Ein perfider Killer treibt in Boston sein Unwesen. Er stellt seine Opfer vor die Wahl. Sechzig Sekunden haben sie Zeit, sich zwischen zwei Optionen zu entscheiden – eine grausamer als die andere.
Detective John Spader ermittelt auf Hochtouren. Doch schon bald gerät er selbst ins Visier des Täters – und das Leben seiner Familie steht auf dem Spiel …

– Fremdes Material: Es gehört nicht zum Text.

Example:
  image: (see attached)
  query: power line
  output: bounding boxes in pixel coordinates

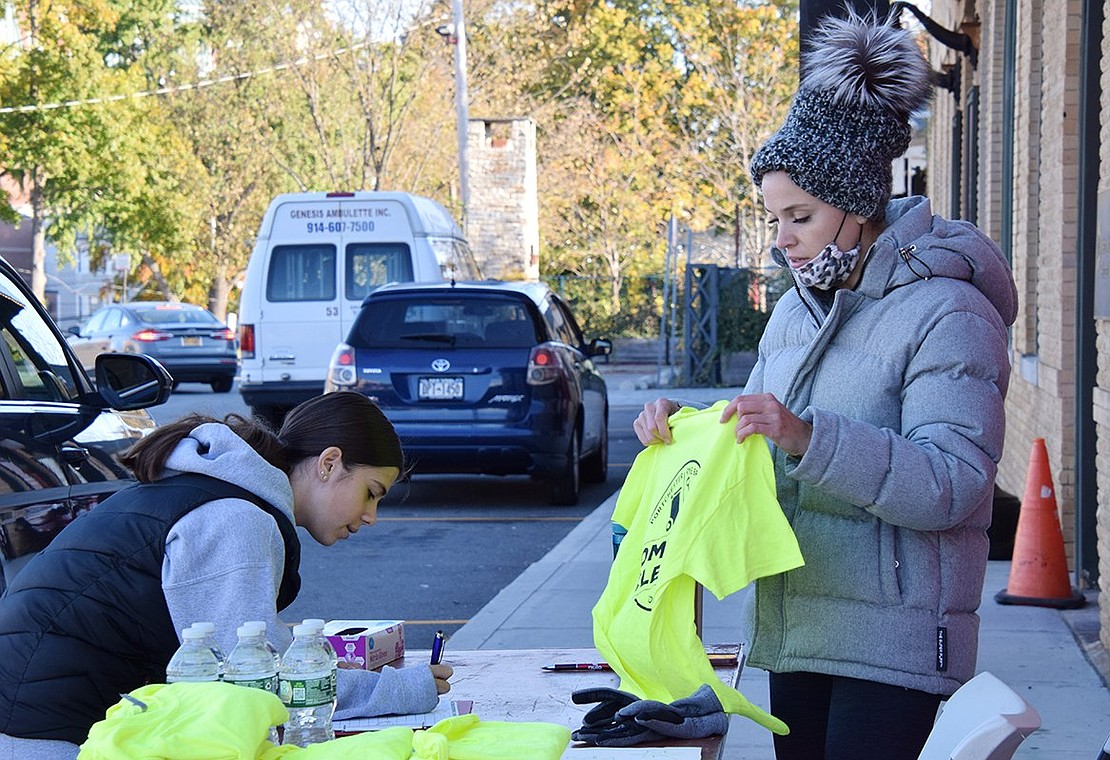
[0,41,372,114]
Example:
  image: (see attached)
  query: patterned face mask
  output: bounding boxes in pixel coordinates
[791,241,862,290]
[787,211,861,290]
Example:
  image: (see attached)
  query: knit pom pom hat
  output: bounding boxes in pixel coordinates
[749,13,932,220]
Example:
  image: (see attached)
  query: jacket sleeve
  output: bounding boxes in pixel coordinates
[786,306,1009,532]
[163,498,289,655]
[334,665,440,719]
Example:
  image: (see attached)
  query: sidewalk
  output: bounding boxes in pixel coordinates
[450,366,1110,758]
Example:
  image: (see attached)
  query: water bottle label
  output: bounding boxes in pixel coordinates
[224,675,273,691]
[279,674,334,708]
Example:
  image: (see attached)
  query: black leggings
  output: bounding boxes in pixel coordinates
[769,671,944,760]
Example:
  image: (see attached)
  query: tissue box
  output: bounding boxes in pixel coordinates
[323,620,405,670]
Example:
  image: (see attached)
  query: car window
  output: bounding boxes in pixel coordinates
[350,295,536,348]
[429,239,481,281]
[81,309,107,334]
[0,285,79,401]
[345,243,414,302]
[453,241,481,280]
[133,306,218,325]
[543,297,579,347]
[102,309,123,331]
[267,244,337,302]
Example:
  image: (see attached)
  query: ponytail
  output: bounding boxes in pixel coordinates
[121,413,287,482]
[121,392,402,482]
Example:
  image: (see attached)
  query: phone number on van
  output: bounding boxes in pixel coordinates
[305,221,376,234]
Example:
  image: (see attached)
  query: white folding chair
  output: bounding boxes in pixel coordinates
[917,671,1041,760]
[1096,730,1110,759]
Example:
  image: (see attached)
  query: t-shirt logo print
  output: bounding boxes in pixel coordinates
[634,459,700,612]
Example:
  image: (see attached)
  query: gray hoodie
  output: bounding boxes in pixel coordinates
[745,196,1017,696]
[0,422,437,759]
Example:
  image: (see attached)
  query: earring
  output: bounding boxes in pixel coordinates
[320,470,328,480]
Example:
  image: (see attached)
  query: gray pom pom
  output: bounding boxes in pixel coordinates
[801,13,931,118]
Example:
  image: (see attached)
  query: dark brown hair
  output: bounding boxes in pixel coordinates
[121,391,403,482]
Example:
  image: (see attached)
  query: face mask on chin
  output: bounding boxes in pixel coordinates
[787,210,862,290]
[792,241,861,289]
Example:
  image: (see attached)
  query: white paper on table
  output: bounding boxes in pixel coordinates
[562,748,702,759]
[332,699,466,731]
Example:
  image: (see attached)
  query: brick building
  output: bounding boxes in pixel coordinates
[921,0,1106,645]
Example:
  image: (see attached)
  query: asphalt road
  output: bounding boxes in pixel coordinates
[149,381,646,649]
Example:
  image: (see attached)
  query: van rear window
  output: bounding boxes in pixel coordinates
[268,245,337,302]
[345,243,414,301]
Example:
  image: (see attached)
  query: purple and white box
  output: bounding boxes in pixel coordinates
[323,619,405,670]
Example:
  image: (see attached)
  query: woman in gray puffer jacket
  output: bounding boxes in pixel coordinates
[634,13,1017,760]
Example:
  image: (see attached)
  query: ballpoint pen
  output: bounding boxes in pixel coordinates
[430,630,446,665]
[541,663,609,671]
[542,653,738,672]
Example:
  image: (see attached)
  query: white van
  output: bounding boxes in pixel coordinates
[237,191,480,424]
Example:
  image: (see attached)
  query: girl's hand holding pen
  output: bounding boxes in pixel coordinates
[431,663,453,694]
[429,629,451,693]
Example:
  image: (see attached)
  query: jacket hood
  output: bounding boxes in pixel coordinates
[858,196,1018,326]
[162,423,295,523]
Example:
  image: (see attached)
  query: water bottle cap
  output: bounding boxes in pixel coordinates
[236,624,259,638]
[181,627,206,640]
[191,622,216,634]
[301,618,325,631]
[244,620,267,632]
[292,623,314,636]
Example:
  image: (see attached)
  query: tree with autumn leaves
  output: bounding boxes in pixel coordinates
[0,0,797,335]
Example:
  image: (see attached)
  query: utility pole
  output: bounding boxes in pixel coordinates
[451,0,470,230]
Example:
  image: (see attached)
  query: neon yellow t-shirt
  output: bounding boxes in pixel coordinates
[593,401,804,735]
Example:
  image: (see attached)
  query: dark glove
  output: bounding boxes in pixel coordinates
[570,687,664,747]
[615,684,728,739]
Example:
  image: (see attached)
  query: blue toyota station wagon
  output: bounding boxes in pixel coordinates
[324,281,611,505]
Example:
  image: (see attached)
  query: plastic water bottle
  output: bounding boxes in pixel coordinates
[189,622,226,678]
[165,627,220,683]
[243,620,282,688]
[279,623,336,746]
[225,624,281,745]
[301,618,339,669]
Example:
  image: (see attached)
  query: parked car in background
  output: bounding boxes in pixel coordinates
[238,191,482,426]
[67,301,238,392]
[324,280,611,505]
[0,255,174,594]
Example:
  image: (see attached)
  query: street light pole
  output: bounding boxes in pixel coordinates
[451,0,470,231]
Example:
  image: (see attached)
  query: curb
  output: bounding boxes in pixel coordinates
[447,491,619,650]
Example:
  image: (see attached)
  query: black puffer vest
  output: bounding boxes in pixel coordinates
[0,473,301,743]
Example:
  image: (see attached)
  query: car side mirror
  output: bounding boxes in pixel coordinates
[66,325,81,337]
[93,353,174,410]
[587,338,612,358]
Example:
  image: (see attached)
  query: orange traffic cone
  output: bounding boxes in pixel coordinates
[995,438,1085,609]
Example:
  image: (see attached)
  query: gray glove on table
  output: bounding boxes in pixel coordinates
[571,687,664,747]
[570,684,726,747]
[615,684,728,739]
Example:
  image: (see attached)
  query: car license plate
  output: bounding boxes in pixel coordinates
[418,376,463,400]
[181,336,202,347]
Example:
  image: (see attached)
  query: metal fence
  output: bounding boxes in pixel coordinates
[543,267,790,348]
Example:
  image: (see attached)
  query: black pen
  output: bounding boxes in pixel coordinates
[430,630,446,665]
[542,662,609,671]
[542,653,737,672]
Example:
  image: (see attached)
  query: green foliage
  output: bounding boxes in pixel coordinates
[545,273,666,339]
[718,266,792,351]
[0,0,800,321]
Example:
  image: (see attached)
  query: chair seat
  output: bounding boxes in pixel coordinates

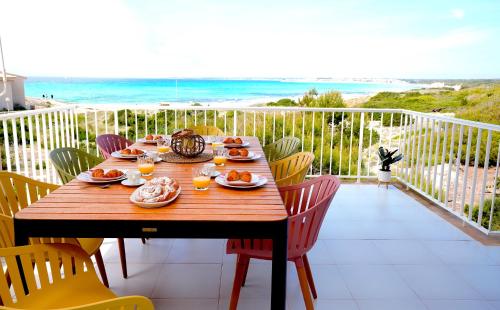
[13,274,116,309]
[227,239,275,260]
[77,238,104,256]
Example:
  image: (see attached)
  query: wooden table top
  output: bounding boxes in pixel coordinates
[15,136,288,223]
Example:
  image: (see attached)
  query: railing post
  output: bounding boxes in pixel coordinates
[356,112,364,183]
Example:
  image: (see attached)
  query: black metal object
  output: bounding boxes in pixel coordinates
[14,217,288,310]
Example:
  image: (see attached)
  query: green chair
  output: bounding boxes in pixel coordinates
[263,137,301,162]
[49,147,103,184]
[49,147,135,280]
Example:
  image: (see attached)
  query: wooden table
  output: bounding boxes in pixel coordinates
[14,136,288,309]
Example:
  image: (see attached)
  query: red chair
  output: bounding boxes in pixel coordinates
[226,175,341,310]
[96,134,133,159]
[95,134,146,279]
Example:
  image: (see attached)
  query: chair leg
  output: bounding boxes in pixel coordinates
[241,258,250,287]
[303,254,317,299]
[94,249,109,288]
[117,238,128,278]
[295,259,314,310]
[141,238,146,244]
[229,255,249,310]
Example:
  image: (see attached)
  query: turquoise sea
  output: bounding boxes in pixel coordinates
[25,77,421,106]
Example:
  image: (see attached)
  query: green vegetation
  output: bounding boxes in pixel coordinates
[464,198,500,231]
[360,84,500,125]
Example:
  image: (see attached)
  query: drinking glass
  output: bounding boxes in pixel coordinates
[213,147,227,166]
[157,138,171,153]
[137,154,155,177]
[211,136,224,149]
[192,167,210,191]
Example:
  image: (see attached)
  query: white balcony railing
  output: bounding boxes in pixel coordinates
[1,105,499,235]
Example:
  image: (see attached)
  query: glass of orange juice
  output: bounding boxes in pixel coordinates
[213,147,227,166]
[138,154,155,177]
[192,167,210,191]
[157,138,171,153]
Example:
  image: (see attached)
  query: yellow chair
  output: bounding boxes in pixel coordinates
[0,243,153,310]
[0,171,109,287]
[269,152,315,187]
[190,125,224,136]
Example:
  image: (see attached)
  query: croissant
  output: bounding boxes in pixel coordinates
[223,137,235,144]
[91,169,105,178]
[240,171,252,182]
[228,148,240,156]
[226,170,240,181]
[234,137,243,144]
[238,148,249,157]
[145,134,154,141]
[120,148,131,155]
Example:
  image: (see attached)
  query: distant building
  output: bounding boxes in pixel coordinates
[0,72,27,110]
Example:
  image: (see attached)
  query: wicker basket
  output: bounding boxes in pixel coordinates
[171,129,206,158]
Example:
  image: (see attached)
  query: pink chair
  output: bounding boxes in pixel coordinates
[95,134,146,278]
[96,134,133,159]
[226,175,341,310]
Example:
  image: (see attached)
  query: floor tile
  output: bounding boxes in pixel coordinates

Zum Autor (Quelle Piper Verlag)

James Hankins wuchs in New Jersey auf und hat als Drehbuchautor gearbeitet, ehe er sich nach seinem Jurastudium als Anwalt in Boston niederließ und für eine der größten Anwaltskanzleien der USA arbeitete. Mittlerweile widmet er sich ganz dem Schreiben sowie der Erziehung seiner Zwillingssöhne.

Meine Meinung

Beim Lesen des Klappentextes dachte ich erst an "Einer lebt einer stirbt" von M.J. Arlidge aber dieses Buch unterscheidet sich dann doch von dem genannten. Kurze Kapitel verlocken dazu immer noch "nur ein Kapitel" lesen zu wollen. Der Protagonist ist ein sehr komischer Kauz. Mit ihm muss man wirklich warm werden. Doch sieht man darüber hinweg, ist es ein sehr spannendes Buch. James Hankins baut bereits zu Beginn Spannung auf und lässt fragen offen. Erst zum Ende hin wird alles erklärt und beantwortet, so dass es einem nicht langweilig wird.
Das Buch ist bis zum Ende hin spannend und was für echte Thrillerfans.